Related to these phenomena is the recent finding that adolescent brains in transition seem to neurochemically fluctuate, especially in serotonin and dopamine, two systems whose dysregulation often lead to one choosing smaller, immediate rewards over larger delayed ones. All of this can predispose teens to poor choices and sometimes drug and alcohol abuse, unplanned pregnancy, or even death. Adolescents are more likely to take risks in groups than when alone. They tend to seek high levels of novelty and stimulation compared to other periods in life
For parents this period of their child’s life development is frequently a challenge. It is hard to develop and maintain guidance strategies that facilitate the adulthood skills of learned responsibility and successful and intentional self regulation without being overly constricting. Until now we have not clearly understood that our higher thought centers are going through such dramatic shifts during puberty. Because teens look mature and likely because many become intensely strong willed and sometimes volatile, parents often do not monitor them as carefully as may be necessary for safety and future well being. It could be cogently said that today’s world is a dangerous place for teens. Thirty two percent of adolescent deaths occur in car accidents. Boys die two to three times as often as girls. Risk taking for teen males is at an all time high during this developmental era. The key for parents is to protect their teen children without subjecting them to too much control.

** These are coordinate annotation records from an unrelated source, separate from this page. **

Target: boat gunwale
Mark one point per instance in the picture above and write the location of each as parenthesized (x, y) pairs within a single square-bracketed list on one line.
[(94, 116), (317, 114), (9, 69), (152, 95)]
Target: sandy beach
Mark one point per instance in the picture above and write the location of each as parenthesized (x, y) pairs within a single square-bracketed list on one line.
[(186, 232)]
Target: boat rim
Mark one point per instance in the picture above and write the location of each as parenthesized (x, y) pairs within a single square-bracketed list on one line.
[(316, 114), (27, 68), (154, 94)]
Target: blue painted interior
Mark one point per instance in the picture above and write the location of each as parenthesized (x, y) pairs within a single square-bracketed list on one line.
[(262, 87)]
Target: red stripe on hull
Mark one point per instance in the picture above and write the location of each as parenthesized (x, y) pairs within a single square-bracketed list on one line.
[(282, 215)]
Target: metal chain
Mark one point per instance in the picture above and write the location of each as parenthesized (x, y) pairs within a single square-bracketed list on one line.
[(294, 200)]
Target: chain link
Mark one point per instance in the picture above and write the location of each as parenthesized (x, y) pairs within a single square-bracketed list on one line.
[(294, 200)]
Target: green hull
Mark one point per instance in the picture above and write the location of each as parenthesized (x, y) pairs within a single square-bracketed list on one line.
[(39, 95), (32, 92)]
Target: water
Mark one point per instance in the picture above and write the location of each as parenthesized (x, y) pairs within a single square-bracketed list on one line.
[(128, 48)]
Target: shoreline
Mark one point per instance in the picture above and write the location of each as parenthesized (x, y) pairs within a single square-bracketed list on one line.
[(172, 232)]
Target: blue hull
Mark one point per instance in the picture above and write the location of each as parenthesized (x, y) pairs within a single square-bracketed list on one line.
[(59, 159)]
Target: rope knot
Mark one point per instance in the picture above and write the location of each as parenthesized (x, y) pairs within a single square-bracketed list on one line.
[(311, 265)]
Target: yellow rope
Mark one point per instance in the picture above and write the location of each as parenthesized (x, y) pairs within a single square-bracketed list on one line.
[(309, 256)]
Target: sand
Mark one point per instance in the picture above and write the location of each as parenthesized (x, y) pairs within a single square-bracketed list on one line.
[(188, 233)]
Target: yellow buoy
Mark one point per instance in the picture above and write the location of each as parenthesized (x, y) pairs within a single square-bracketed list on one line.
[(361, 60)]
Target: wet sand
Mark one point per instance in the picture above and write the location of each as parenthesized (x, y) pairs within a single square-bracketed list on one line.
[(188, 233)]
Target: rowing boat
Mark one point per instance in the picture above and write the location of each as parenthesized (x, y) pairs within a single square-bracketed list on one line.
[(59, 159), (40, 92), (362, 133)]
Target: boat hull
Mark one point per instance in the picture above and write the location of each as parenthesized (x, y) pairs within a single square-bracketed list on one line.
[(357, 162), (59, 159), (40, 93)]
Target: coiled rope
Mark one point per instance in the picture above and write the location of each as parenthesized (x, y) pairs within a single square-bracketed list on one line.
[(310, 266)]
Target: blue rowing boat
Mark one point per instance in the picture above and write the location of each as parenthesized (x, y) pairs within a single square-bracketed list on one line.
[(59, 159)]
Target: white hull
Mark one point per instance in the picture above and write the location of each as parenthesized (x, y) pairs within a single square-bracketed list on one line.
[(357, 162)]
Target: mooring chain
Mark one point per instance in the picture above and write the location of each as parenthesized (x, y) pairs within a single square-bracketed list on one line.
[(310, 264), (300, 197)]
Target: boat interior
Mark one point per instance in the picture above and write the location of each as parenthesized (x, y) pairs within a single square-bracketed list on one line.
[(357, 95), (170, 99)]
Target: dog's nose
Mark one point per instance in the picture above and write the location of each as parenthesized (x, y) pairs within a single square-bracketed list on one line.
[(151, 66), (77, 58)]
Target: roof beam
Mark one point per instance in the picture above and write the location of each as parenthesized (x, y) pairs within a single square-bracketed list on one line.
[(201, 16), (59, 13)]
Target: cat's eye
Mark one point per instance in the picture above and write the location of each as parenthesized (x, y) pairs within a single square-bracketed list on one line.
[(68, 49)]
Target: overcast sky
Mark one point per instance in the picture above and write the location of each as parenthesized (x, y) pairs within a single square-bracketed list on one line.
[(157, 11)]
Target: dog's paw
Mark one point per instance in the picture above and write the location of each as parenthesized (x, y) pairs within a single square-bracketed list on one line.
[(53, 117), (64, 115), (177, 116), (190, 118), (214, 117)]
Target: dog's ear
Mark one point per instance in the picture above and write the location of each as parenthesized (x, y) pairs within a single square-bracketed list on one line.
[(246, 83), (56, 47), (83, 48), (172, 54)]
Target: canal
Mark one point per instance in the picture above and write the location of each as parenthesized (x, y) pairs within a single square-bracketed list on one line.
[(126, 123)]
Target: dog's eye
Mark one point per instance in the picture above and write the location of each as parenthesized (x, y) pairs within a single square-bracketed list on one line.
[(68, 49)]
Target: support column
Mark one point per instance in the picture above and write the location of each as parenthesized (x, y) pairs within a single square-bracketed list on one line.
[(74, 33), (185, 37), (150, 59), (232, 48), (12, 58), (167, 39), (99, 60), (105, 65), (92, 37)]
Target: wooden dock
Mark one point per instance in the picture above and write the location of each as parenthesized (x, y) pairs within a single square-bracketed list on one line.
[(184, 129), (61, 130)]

Changes in the adolescent brain may occur quite out of our awareness because we cannot see the development going on there (other than in neuroimaging) that we so readily see in the physical changes of puberty. Sharing the knowledge that we now have about what is actually going on in our brains during adolescence may well facilitate a more collaborative effort to find that careful path of adult guidance and protection without oppressive control.
Educating parents, teachers and teens to the present knowledge of dynamic and dramatic adolescent brain changes and their behavioral and psychological manifestations will hopefully demystify characteristic emotional intensity and impulsivity during this life period. As teens become more educated as to what is happening to their minds and bodies, they may gain a bit of distance from the intensity of feeling states during this time. It is even possible that this enlightened understanding could lead to more adolescent, parent, and teacher collaboration in mutually caring awareness to guide and manage teens so as to avoid disaster and find a path to a good and happy life.